An Evaluation of Prescription Eyeglass Switching

Prescription eyeglass switches are possible in some cases. Some people will wear someone else’s eyeglasses in an emergent case. And there are still many people who need to switch eyeglasses on a regular basis. There are several reasons for such kind of switches although it is quite inconvenient. For instance, people in their 40s need to get both reading glasses and glasses for nearsightedness. In another case, people with vision problems must wear safety lenses in a dangerous workplace. In an outdoor environment, it may be needed to change to a pair of prescription sunglasses. All these conditions make glass switches necessary.

One problem underlying eyeglass switches is that these spectacles for different purposes have their specific prescriptions. This fact has long aroused a concern that it will ruin the eyes. For example, most parents will tell their kids not to exchange eyeglasses with their friends or classmates. They think a wrong prescription would damage the eyes. To certain extent, this is just an “old wives” tale.
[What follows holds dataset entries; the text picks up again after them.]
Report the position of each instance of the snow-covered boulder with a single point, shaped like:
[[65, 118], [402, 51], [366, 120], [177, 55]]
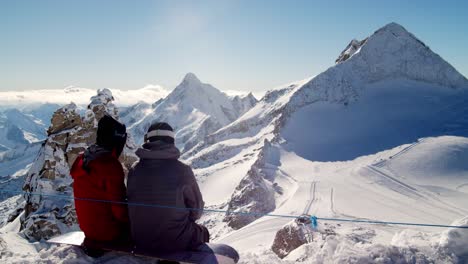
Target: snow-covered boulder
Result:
[[455, 240], [349, 51], [64, 118], [69, 134], [46, 216], [291, 236]]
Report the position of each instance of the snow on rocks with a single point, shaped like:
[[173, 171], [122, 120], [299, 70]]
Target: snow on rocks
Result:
[[349, 51], [253, 196], [291, 236], [69, 134]]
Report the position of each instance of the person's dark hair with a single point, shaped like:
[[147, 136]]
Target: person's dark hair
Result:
[[160, 131], [111, 134]]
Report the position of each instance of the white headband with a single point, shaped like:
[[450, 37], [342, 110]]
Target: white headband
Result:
[[161, 133]]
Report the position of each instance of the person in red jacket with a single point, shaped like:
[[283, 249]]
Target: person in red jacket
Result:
[[98, 182]]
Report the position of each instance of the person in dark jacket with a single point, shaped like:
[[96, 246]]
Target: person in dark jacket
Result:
[[98, 174], [160, 179]]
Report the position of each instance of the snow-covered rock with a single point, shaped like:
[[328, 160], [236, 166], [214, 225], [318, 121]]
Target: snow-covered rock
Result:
[[253, 196], [291, 236], [349, 51]]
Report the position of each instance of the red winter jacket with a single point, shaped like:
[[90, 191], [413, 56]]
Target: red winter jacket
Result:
[[103, 179]]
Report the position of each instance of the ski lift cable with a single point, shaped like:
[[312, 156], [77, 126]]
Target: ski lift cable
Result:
[[313, 219]]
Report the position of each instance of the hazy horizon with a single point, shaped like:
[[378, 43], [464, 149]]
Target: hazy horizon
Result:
[[233, 45]]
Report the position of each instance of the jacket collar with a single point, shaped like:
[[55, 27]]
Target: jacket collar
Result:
[[158, 150]]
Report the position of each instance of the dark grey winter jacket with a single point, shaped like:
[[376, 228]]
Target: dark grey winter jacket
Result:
[[160, 178]]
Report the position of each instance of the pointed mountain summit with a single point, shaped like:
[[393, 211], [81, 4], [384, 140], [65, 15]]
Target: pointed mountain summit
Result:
[[194, 109], [191, 78]]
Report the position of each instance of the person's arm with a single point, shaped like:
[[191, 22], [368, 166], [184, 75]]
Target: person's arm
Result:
[[116, 191], [193, 197]]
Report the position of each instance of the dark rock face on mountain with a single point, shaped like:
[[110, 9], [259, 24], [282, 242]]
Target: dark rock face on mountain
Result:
[[68, 135]]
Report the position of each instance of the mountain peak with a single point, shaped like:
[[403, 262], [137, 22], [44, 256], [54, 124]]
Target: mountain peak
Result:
[[191, 78], [393, 27]]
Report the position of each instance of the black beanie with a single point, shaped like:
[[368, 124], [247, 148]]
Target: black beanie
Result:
[[111, 134], [160, 131]]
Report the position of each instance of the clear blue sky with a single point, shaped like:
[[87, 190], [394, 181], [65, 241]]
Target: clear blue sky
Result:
[[244, 45]]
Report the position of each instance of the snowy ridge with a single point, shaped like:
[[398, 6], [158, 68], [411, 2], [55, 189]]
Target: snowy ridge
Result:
[[80, 96]]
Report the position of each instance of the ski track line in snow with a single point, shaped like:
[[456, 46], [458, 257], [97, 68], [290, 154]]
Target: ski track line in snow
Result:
[[381, 173], [461, 186], [382, 163], [311, 197]]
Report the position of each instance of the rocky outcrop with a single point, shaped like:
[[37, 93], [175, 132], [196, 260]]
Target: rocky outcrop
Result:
[[291, 236], [45, 216], [253, 197], [69, 134], [349, 51]]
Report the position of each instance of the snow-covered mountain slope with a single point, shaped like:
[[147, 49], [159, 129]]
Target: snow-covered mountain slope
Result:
[[194, 109], [15, 164], [79, 96], [369, 187], [131, 114], [18, 128], [354, 108]]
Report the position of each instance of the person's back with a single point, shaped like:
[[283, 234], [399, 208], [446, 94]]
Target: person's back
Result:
[[157, 185], [98, 175]]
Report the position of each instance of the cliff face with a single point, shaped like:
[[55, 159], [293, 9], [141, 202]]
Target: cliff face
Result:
[[69, 134]]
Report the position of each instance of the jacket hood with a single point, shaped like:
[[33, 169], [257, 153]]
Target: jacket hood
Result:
[[92, 153], [158, 150]]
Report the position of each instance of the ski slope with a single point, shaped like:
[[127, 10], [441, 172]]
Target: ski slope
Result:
[[370, 187]]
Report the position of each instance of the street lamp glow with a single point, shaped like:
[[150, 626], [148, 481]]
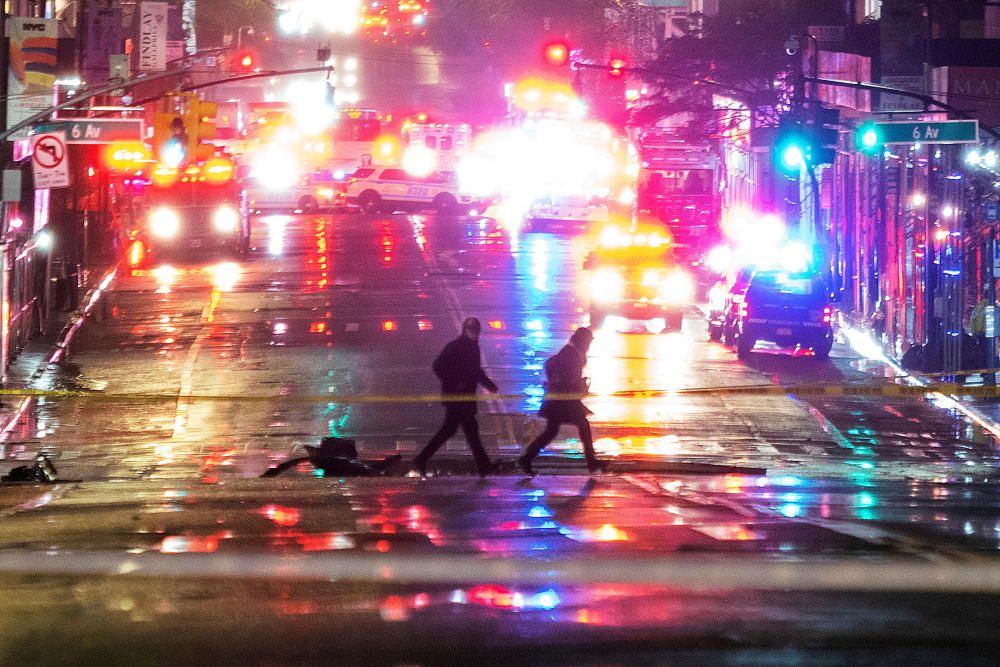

Switching between prescription glasses from day to day will not cause permanent damage to the eyes, according to some researches. This conclusion is quite understandable if people have a clear understanding of how vision problems are caused. Irregular eye shapes are the exact causes of vision problems. Only prolonged improper use of the eyes can change the eye shape. Some people damage their eye shape because they spend prolonged time in reading or watching TV for several years. One or two actions will not change the eye shape.

It is true that some individuals experience headaches or eyestrain when they switch between two pairs of prescription eyeglasses. This is because the eyes are forced to adjust to a new prescription. However, the eye shape will remain intact. The only problem is that those individuals would be uncomfortable during the minutes following such a switch. Actually, there are some other alternatives to eyeglass switches on a regular basis. For instance, bifocal eyeglasses can replace two separate pairs of prescription glasses.